# looking for Devils Flower Mantis for Son



## dbaer (Nov 30, 2016)

Hello I am looking for a Devils Flower Mantis nymph for my son to raise , Does anybody have any for sale. dbaer


----------



## Zeiss (Nov 30, 2016)

Does he know the care requirements for the mantids?  And to be clear, what species is he wanting?  There are two species that have used that common name: Idolomantis diabolica and Blepharopsis mendica.


----------



## CosbyArt (Nov 30, 2016)

@dbaer The Devils Flower Mantis (Idolomantis diabolica), requires *expert* mantid care/husbandry and is a species I have no desire to attempt personally still. They are very difficult to keep or find in the hobby trade, and run usually $50-$75 each. Here is the care sheet for the species, I would highly recommend saving the money for something else.

Sorry but I will not help you locate the species either, as I feel it is inappropriate to do so.



Zeiss said:


> Does he know the care requirements for the mantids?  And to be clear, what species is he wanting?  There are two species that have used that common name: Idolomantis diabolica and Blepharopsis mendica.


The Blepharopsis mendica's common name is the Thistle mantis, see the care sheet here. The care sheet explains the name confusion a few keepers have about it, but it is not close to a Idolomantis diabolic.


----------



## crabbypatty (Nov 30, 2016)

@dbaer I would recommend a beginner's species, I started with three of the most popular beginner's species, the ghost mantis, giant african mantis, and giant asian mantis, two are adults and they're great to handle, one has learned to fly and flies onto me all the time. Idolomantis diabolica requires special care, and I won't attempt raising one at the moment, that would be an expensive mistake. As for my other mantids, I got my first three at bugsincyberspace.com, and I also got a lovely hierodula venosa from Mantis Monarch, she was by far my most treasured one, great personality, I would highly recommend one of those.


----------



## Zeiss (Nov 30, 2016)

CosbyArt said:


> The Blepharopsis mendica's common name is the Thistle mantis, see the care sheet here. The care sheet explains the name confusion a few keepers have about it, but it is not close to a Idolomantis diabolic.


Oh, I have seen it labeled devil's flower mantis more commonly than that.  Guess I learned a thing today; thank you.  I have known it to be the Devil's flower mantis and the Idolomantis known as the giant devil's flower mantis.


----------



## CosbyArt (Dec 1, 2016)

Zeiss said:


> Oh, I have seen it labeled devil's flower mantis more commonly than that.  Guess I learned a thing today; thank you.  I have known it to be the Devil's flower mantis and the Idolomantis known as the giant devil's flower mantis.
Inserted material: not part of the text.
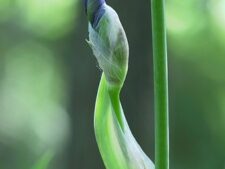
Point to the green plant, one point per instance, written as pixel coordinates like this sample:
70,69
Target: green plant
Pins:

Strange, are you seeing the name confusion on mantid online stores, YouTube videos, or where exactly? I know ebay auctions and social networking sites are notorious for misidentifying species due to a lack of knowledge. Your welcome. I learn things myself daily, it is one great thing about the forum.


----------



## Rick (Dec 1, 2016)

This is not the classifieds. 

Please make a proper introduction here and then post your ad in the classifieds.


----------